Deliver Us From Evil is the new film from writer/director Scott Derrickson, who continues to establish himself as a unique voice in the horror genre thanks in part to his ability to blend familiar tropes into fresh filmgoing experiences. In 2005, Derrickson became a known Hollywood presence with The Exorcism of Emily Rose, a motion picture that fused a supernatural thriller with a courtroom drama to great effect. With his latest film, Derrickson successfully blends the gore of an occult horror picture with the pace of a redemptive police procedural to create a new type of cop movie, even if it covers territory tread by other, lesser films (I enjoyed this far more than the arguably similar Fallen, despite that movie’s inclusion of John Goodman, who is kind of a trump card).
Inspired by the accounts of NYPD Detective Ralph Sarchie, Deliver Us From Evil features a strong cast working with a solid screenplay that is equal parts mystery and creep fest to a degree that should satisfy fans of either. Much to the film’s credit, I found myself reminded of David Fincher’s Se7en as much as Derrickson’ other horror outings, Emily Rose and Sinister.
And this is one of the central reasons Deliver Us From Evil works. I’ve seen my fair share of films in either of the above-referenced categories, and I often find myself tired by more of the same: the police thriller wherein the quiet supporting character who we met in the first ten minutes turns out to be the vengeful killer or the slasher wherein an unstoppable shape murders characters about whom I have no concern. Deliver Us From Evil falls into neither of these camps and instead makes some interesting choices that provide entertainment while also exploring the nature of evil, the haunting power of guilt, and the danger of self-indulgence. Rather than a by-the-numbers beat-sheet of conflicts and kills, the screenplay is a series of well-executed set-ups and pay-offs integrated into a cohesive whole.

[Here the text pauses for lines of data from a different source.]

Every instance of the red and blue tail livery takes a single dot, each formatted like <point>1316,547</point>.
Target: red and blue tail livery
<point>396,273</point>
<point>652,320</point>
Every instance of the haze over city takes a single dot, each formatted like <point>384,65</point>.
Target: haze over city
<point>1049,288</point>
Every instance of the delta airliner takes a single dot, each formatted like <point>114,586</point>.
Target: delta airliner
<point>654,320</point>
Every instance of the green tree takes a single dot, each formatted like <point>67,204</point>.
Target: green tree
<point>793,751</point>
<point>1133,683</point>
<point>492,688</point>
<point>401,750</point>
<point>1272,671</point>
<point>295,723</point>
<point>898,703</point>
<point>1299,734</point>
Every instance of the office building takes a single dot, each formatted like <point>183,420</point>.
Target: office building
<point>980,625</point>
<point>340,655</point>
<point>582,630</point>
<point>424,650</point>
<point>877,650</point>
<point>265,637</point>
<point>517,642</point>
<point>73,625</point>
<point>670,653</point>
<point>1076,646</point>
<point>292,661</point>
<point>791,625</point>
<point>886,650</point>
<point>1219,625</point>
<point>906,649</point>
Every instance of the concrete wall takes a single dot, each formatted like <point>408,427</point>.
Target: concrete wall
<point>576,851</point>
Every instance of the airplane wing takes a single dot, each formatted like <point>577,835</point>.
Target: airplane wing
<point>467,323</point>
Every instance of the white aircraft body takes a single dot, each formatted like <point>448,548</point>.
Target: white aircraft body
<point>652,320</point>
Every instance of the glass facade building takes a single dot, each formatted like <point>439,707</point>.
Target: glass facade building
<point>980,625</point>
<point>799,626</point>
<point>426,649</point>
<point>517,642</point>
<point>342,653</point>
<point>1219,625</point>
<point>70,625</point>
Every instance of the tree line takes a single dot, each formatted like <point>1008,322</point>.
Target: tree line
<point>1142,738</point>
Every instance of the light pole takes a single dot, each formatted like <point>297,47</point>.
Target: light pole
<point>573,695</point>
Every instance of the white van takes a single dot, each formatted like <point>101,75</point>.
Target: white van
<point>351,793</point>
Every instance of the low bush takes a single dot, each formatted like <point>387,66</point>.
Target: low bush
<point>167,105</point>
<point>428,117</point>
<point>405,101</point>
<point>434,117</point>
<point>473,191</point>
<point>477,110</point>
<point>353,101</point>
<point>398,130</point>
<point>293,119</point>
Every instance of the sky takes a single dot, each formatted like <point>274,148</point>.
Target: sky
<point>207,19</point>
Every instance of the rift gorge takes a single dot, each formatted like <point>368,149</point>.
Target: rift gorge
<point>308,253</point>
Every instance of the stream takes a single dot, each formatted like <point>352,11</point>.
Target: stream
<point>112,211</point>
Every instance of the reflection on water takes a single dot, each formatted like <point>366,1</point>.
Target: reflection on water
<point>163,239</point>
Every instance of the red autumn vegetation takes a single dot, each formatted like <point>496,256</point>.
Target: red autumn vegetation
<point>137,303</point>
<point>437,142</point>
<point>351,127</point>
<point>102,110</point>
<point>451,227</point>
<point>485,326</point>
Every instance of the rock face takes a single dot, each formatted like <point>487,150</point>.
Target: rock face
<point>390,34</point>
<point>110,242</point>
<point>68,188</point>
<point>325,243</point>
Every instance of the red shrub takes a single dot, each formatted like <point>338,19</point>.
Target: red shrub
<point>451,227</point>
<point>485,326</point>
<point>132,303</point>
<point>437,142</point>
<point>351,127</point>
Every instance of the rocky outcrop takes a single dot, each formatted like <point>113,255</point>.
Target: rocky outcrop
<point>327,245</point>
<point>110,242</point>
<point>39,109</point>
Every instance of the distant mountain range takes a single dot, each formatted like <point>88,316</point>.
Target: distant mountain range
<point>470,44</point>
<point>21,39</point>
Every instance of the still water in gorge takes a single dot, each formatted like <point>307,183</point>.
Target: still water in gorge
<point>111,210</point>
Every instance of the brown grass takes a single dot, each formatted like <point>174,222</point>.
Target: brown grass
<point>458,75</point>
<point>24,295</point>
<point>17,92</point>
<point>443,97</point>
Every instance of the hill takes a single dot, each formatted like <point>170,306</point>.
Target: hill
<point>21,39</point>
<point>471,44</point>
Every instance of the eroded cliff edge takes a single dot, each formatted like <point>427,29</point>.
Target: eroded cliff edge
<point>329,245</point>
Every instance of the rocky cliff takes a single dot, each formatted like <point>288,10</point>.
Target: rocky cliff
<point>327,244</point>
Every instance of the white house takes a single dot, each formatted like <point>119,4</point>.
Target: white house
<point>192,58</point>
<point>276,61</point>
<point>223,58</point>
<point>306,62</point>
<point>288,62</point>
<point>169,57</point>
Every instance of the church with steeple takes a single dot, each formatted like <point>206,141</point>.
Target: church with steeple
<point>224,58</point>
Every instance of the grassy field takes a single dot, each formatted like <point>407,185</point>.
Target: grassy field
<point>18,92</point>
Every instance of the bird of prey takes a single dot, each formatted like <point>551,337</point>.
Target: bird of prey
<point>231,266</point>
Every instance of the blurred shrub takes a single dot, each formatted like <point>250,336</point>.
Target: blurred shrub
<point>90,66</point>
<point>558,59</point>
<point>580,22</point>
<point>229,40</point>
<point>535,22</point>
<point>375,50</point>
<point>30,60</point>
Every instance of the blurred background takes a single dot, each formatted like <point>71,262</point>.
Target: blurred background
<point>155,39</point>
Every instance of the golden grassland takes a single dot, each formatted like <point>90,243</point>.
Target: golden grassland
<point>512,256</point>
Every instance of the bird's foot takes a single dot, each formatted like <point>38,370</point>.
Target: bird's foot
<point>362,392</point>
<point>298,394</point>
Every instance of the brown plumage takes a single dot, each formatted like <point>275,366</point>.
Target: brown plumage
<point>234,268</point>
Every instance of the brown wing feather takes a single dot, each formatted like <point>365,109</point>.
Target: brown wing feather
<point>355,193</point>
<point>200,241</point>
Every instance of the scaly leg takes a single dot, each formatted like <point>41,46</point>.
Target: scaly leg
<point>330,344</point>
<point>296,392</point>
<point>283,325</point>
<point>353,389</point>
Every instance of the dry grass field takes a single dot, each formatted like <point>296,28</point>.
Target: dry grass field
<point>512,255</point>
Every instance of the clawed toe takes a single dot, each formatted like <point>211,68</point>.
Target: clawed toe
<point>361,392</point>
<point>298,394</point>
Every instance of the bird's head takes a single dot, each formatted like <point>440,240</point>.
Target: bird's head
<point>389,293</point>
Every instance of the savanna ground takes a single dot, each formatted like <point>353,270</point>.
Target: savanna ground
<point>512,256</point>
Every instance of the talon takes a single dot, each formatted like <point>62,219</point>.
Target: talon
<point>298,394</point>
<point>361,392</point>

Of course, one might be wondering why I am reviewing a film like Deliver Us From Evil on a blog like this. Well, basically Scott Derrickson. Few directors working these days are able and willing to explore ideas of faith and spirituality directly while also delivering a strong narrative experience, but Derrickson certainly should be counted among them. He takes his craft as seriously as his content, and his confidence as a storyteller enables him to create thrilling and thoughtful films. Deliver Us From Evil is a fine example. The cynical will have their reservations about both the “inspired by” premise and some of the more hopeful content of this latest picture, but regardless, cinephiles should applaud Derrickson for making a different type of cop movie or, at the very least, an unusually thought-provoking horror flic.